Jose Castro had several needs when he began looking for a second career in 2006. After spending about 20 years selling insurance, often in small towns around Missouri, Castro tired of traditional 9-to-5 hours and the exhausting, long car trips. He also wanted a job he could share with his companion, Mary Deacon, and one with a relatively low start-up cost.
That’s the short version of how an agricultural adviser from Peru eventually wound up running a crepes restaurant in downtown St. Louis.
Castro modeled the restaurant after his favorite spots in Peru. The restaurant features long tables to encourage strangers to interact, as well as a large mural and other art — all designed to create a welcoming, international feel. Castro also talks proudly about how servers in Peru are more like performers. He tries to bring a similar sense of showmanship to the restaurant, from the way he brings water to a table to how the crepes are prepared in plain view of customers.
Most of the restaurant’s food, of course, is not Peruvian. But Castro said he quickly learned while selling insurance how expressive American consumers are when it comes to embracing or rejecting products.
Castro said it’s one of the things he likes best about America. It’s also why he was confident about opening a new restaurant in the midst of an economic downturn.
So when you started looking to get out of selling insurance, how did you eventually decide on a crepe restaurant?
You don’t need a big investment to do the crepes. You just need the little (electric griddle). … If you want to do burgers, yeah you need a grill, but now you need a (range) hood. And that can be very expensive. … You just plug (the grill) in and it can go anywhere.
Also, the fact that there are not too many places doing crepes in the area. We thought we can just combine so many flavors here. That’s the other part, every culture has some kind of food you put in a wrap. You call it a tortilla, you call it wrap. And this is the crepe. You can put whatever inside … and most people like it.
How has starting this business gone?
We started the business in a most difficult time. (Previously, he ran his crepe business out of the office services and coffee bar Washington Ave. Post). I mean, we started in October and two weeks later President Bush announced that we’re in a recession. So all that bad news was mounting. When the loan was approved, we had to think hard about if we were going to take it, because who wants to open in a terrible time?

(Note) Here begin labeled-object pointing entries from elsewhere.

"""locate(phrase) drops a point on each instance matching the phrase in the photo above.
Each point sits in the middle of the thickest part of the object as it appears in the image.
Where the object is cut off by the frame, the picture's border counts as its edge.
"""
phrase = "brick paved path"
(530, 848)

I felt I had no choice. … If you’re pushing hard and that’s all you know how to do at that point, to back up after all this time — to do what? It’s not me, you know? I was so involved with it and it was my dream, that I felt, if I do this, people are going to come. If we present something nice and different, people are going to come.
What drew you to St. Louis from Peru?
I was about to get married (to a St no fax payday loans. Louis native) at the time, and we made the choice to (live in) Peru. But in between, terrorism started and it was of the worst kind. Very, very violent. …

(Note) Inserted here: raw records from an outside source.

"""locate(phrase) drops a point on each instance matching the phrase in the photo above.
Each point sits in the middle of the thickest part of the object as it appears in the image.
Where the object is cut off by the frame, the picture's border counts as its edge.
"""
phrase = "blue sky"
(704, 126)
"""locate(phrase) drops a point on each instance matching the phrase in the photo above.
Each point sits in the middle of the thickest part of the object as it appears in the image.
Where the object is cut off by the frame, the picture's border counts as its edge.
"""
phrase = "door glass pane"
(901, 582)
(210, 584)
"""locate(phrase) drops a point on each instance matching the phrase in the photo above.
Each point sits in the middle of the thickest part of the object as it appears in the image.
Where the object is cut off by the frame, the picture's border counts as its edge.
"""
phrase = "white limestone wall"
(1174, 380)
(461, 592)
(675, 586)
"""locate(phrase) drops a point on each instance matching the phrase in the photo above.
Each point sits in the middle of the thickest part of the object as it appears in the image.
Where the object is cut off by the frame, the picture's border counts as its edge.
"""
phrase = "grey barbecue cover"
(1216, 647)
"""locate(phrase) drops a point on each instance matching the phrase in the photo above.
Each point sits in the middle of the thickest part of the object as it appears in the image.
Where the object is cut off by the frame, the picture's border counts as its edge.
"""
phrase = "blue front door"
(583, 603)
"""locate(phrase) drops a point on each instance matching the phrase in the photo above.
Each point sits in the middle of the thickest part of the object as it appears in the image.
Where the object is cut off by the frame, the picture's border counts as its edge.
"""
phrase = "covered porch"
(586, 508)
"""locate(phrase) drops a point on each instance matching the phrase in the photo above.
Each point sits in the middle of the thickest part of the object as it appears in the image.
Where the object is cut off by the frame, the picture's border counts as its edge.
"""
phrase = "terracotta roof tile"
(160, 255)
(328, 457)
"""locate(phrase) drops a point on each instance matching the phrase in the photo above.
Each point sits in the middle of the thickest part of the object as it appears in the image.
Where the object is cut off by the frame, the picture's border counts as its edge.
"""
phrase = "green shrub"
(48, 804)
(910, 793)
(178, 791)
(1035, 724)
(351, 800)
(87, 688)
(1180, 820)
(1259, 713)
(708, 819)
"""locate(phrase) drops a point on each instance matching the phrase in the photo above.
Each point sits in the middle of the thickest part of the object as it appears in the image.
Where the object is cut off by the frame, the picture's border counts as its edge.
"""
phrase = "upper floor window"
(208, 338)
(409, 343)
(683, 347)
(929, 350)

I was an agricultural adviser. I worked for a large farming company and also I researched land pollution from mining companies. So I had to be on those lonely roads all the time. And it was like, can’t do that anymore. People with machine guns were attacking. I didn’t want to be in my own car and have them take it or who knows what — ransom or kidnap me or whatever.

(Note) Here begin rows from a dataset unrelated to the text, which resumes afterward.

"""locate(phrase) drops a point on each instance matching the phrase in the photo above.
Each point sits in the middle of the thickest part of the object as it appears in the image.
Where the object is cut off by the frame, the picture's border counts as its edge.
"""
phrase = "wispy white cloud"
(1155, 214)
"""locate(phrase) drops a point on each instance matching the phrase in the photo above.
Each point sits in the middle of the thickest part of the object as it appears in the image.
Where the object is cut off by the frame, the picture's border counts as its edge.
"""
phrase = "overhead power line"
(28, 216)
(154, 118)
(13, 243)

At that time, it was not that bad, but I had to make a decision, I had to look into the future and ask, "Are things going to get better?" My assessment was it would not, and I was right. I only knew that later. It got really bad, not only on those lonely roads, but in Lima (the capital). It would’ve been easier for me to adapt to this situation (in America) than for her to adapt to that situation.
So you see yourself and your servers as performers?
Oh, they are. They’ve got to be. … Every time there is an exchange — it could be that they dropped a fork and you bring another one — don’t just put it there. Make that connection. Allow for appreciation. See if (the customer) likes that. It’s part of the experience. You’re doing your job when you allow for that person to say, "Thank you."
When you put a plate down, you’re always looking at the person. It’s always that eye contact. We all are in a show. It’s got to be a show.
Any of my employees can tell you I say, "Have you ever seen or heard that Mickey Mouse was in a bad mood? Do you think it would be all right if Cinderella was angry that day? Probably not. So why here? What’s the difference? People don’t care about your personal problems." That’s one thing I learned by practicing and working at Lucas Park Grille.
How have you enjoyed performing everyday?
I liked it. One of the owners at Lucas Park Grille told me once because of the good comments from the clientele, "You’re one of the features here."
For me, maybe it was natural. I’ve got to be that way. The excellence of service I was getting in Peru, it goes well in that environment, but it’s much more formal. Here, people want to engage with you. In the very first week here in the United States, one of the things that came to my attention was people would be talking in the line at the grocery, and they would be engaging the cashier.
In Peru, its strictly formal. I’m the employee and you’re the client and show a lot of respect and formality. But the thing about social or economic class is not brought up all the time. Here, you don’t know with whom you’re talking.